Tentative de vulgarisation de l’observabilité en informatique.
TL;DR : Ce texte explique qu’est-ce que l’observabilité et l’importance de l’observabilité pour les entreprises. Il distingue trois concepts clés — monitoring, supervision et observabilité — en mettant l’accent sur la manière dont l’observabilité permet une vision holistique et intégrée des systèmes informatiques. À travers un cas pratique d’un site de vente en ligne, il illustre comment l’observabilité aide à détecter et résoudre des problèmes complexes, impliquant diverses équipes (SRE, DevOps, Management, etc.). Le texte souligne l’importance de l’observabilité pour la collaboration efficace, la prise de décision éclairée et la gouvernance d’entreprise, tout en conseillant une approche plus accessible pour les décideurs avec peu de compétences techniques.
Qu’est ce que l’observabilité ? Redéfinissons les concepts !
Tout le monde parle d’observabilité et il existe déjà un grand nombre d’articles et de notes qui en font la définition. Les éditeurs et fournisseurs ont leur propre définition, souvent orientée pour la promotion de leur service. Les visions s’affrontent en fonction de paradigmes différents, parfois techniques, parfois produits. Nous proposons notre propre définition qui nous apparaît plus universelle, en évitant les mots valises et en prenant du recul.
Monitoring : Le monitoring se concentre sur la surveillance de mesures spécifiques et connues de serveurs. Historiquement, c’est la notion qui est apparue en premier. Sa portée est limitée aux serveurs individuels et aux applicatifs qu’ils hébergent. Les données recueillies sont quasi exclusivement techniques. En résumé c’est le déploiement d’agents de surveillance sur les serveurs, le recueil des valeurs relevées, leur stockage et leur visualisation. C’est l’étape numéro une de l’observabilité. Cela répond principalement aux besoins des équipes techniques infra (SRE / DevOps).

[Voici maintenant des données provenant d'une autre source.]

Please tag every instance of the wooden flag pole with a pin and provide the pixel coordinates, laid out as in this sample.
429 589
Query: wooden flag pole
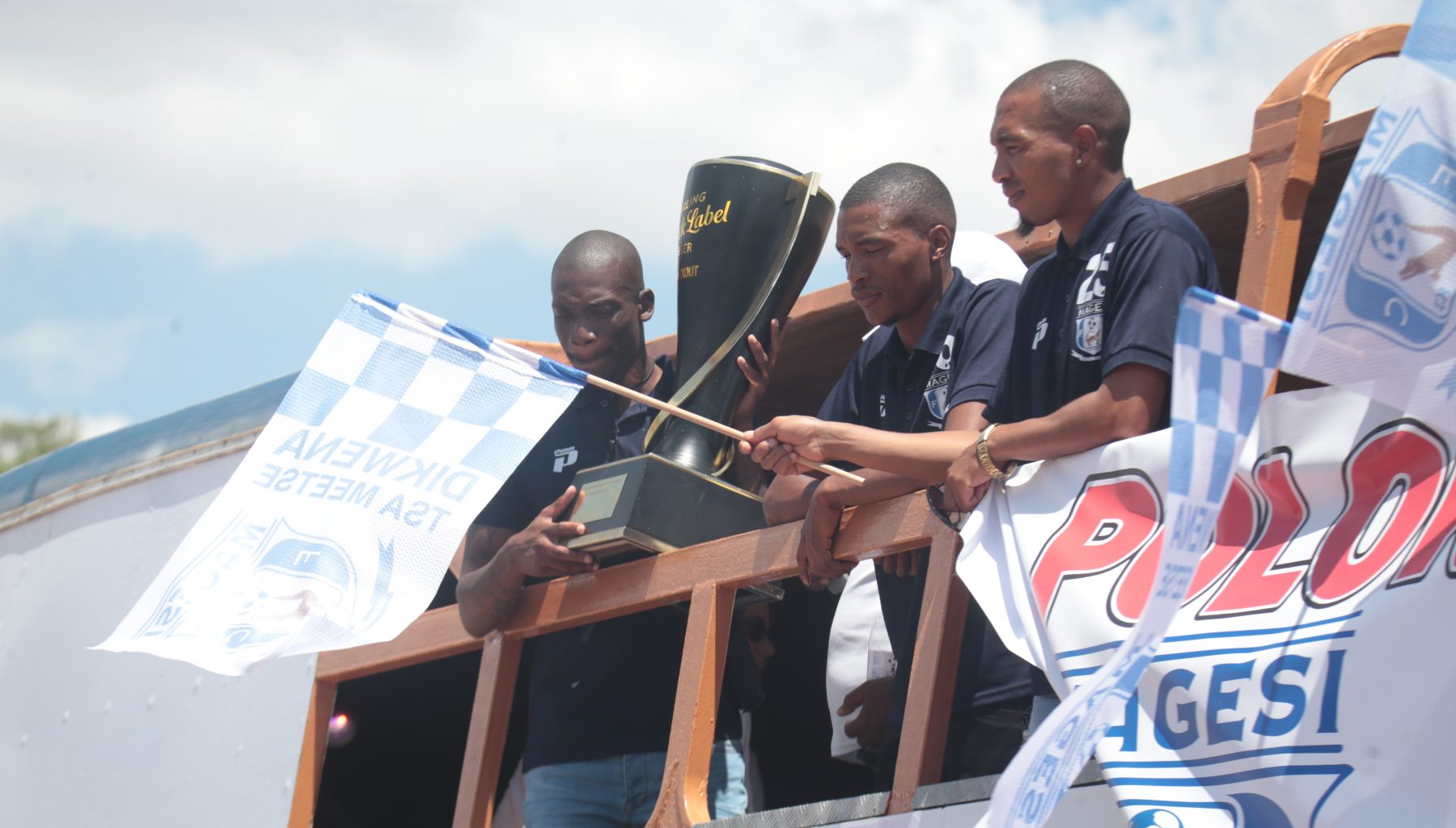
708 424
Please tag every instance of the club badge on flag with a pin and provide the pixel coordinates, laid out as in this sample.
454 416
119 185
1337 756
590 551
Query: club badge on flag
341 520
1223 361
1376 315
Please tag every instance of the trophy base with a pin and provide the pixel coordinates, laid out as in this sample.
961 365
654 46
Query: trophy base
648 505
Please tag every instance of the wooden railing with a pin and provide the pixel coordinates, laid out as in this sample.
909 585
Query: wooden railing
1283 162
708 577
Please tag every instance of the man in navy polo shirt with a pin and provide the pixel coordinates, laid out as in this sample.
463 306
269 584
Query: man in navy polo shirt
931 365
1092 353
1094 342
600 696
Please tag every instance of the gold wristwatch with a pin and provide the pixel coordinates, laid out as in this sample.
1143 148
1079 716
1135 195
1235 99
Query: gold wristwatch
983 453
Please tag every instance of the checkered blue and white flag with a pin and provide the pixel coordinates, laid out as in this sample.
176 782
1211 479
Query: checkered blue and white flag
1223 361
1378 307
344 515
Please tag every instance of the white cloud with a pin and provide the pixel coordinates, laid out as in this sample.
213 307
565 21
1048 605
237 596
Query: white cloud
415 129
69 357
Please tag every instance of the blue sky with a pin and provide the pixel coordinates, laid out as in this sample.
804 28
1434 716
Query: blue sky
189 191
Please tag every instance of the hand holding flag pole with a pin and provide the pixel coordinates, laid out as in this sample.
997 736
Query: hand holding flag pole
708 424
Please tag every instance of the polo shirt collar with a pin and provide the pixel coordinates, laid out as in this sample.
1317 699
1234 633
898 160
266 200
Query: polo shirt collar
1091 240
666 385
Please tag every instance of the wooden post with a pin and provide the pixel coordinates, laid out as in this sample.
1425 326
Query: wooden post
932 674
311 758
684 799
494 691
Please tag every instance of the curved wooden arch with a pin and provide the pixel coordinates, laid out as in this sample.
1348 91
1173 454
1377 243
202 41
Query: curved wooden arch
1285 160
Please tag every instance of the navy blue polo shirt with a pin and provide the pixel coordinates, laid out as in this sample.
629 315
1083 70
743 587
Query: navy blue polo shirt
959 358
604 689
1106 302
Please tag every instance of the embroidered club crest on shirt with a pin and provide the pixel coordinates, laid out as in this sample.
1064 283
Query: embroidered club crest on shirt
938 387
1088 344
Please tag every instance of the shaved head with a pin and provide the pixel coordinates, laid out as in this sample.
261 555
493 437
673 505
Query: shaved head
1075 94
600 252
908 194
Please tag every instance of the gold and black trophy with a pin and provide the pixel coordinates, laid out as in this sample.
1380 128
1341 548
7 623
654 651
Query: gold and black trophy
749 236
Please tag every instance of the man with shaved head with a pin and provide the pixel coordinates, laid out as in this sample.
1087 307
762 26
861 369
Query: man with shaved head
600 696
1094 341
929 367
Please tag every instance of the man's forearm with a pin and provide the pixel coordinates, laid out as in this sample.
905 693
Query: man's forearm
1114 411
488 595
788 498
924 456
878 486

Supervision : La supervision est le monitoring d’un ensemble de serveurs coopérants mais aussi de leurs interactions logiques et des différents matériels permettant leur collaboration. C’est la surveillance de mesures spécifiques et connues de serveurs, flux, routeurs, load-balancers, onduleurs, firewall, clusters, sauvegardes, etc … Les données recueillies sont quasi exclusivement techniques. En résumé, c’est le déploiement d’agents de surveillance sur les éléments concernés, le recueil de valeurs relevées, leur stockage et leur visualisation. C’est l’étape numéro deux de l’observabilité. L’ensemble des valeurs relevées concernant une plateforme complète, les interactions et les dépendances entre éléments sont surveillés. Il est possible de faire des corrélations entre événements distants relevés sur différentes parties du système. Cela répond principalement aux besoins des équipes techniques dans leur ensemble (SRE / DevOps / Dev ) mais surtout aux besoins de pilotage et de gouvernance technique (Management Infra / Platform / Dev).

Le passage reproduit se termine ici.